We are looking for a hands-on mechanical engineering intern to help turn our perception stack into real hardware: helmet-mounted electronics, body-worn sensor packages, and robot/UGV-mounted payloads.

This is not a “make a nice CAD box” internship. You will help package cameras, thermal sensors, IMUs, edge compute, batteries, cables, connectors, mounts, and enclosures into something that can actually be worn, tested, rained on, opened, repaired, and mounted on a robot.

You may work on:

  • Helmet-mounted and wearable electronics packaging
  • UGV/robot payload brackets, enclosures, and sensor mounts
  • Low-SWaP design: size, weight, power, volume, and balance
  • Passive thermal management for edge compute and sensors
  • IP-rated enclosure concepts, sealing, gaskets, lens windows, vents, and cable exits
  • Sensor alignment, modularity, serviceability, and field-test rework
  • Battery placement, cable routing, connector selection, and user safety
  • 3D-printed prototypes, machined parts, assembly fixtures, and test rigs
  • Integration with cameras, thermal imagers, IMUs, Jetson-class compute, and embedded electronics

You are a strong fit if you like building things, breaking them, fixing them, and making hardware survive outside the lab.

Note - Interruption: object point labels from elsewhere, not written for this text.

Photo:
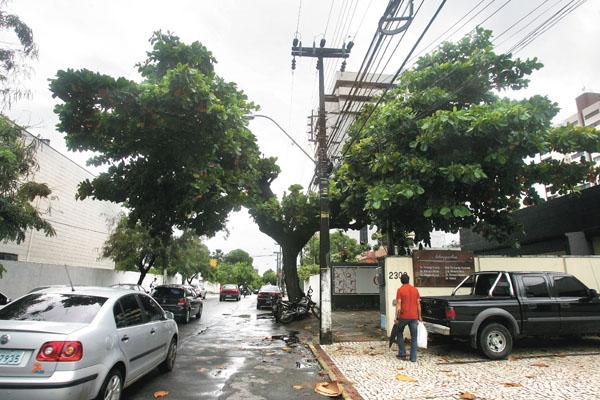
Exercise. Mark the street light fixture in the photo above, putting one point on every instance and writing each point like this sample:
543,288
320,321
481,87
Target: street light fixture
252,116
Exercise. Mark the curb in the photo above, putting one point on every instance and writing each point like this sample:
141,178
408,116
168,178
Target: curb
348,390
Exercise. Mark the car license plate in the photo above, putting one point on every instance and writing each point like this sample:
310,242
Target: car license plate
11,357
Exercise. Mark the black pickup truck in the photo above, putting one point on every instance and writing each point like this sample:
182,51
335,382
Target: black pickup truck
494,308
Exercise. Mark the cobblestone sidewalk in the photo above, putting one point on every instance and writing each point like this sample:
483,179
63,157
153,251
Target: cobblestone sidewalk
553,369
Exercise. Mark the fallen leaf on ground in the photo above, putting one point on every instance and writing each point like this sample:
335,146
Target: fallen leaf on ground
405,378
541,365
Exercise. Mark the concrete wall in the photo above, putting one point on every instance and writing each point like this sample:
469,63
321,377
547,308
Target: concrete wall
586,269
81,226
21,277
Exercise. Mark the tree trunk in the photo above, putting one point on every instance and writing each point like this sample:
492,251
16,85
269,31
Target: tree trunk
292,282
143,272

You are an especially strong fit if you have worked on wearable electronics, helmet-mounted systems, AR/VR hardware, body-worn sensors, rugged camera systems, compact electronics packaging, or robotics payloads.

What we care about:

  • Real hands-on engineering experience
  • Strong CAD skills: SolidWorks, Onshape, Fusion, or similar
  • 3D printing, prototyping, assembly, and shop experience
  • Good instincts for heat, sealing, fasteners, cables, connectors, tolerances, and manufacturability
  • Comfort working around sensors, batteries, embedded computers, wires, and small electronics

Amazing bonus:

PCB layout, simple electronics design, cable harnessing, Jetson/NVIDIA edge devices, IP-rated enclosures, camera/sensor packaging, wearable hardware, robotics integration, or field-test experience.

To apply:

Send your resume and, if available, a link to your portfolio, project page, GitHub, CAD screenshots, build photos, or a short document showing things you have designed, built, tested, or repaired. We love seeing real hardware work.

This is a great role for someone who wants to work at the messy intersection of robotics, AI perception, tactical hardware, wearable electronics, and real-world product engineering.

You will leave with work you can point to: prototypes you helped design, build, test, and improve.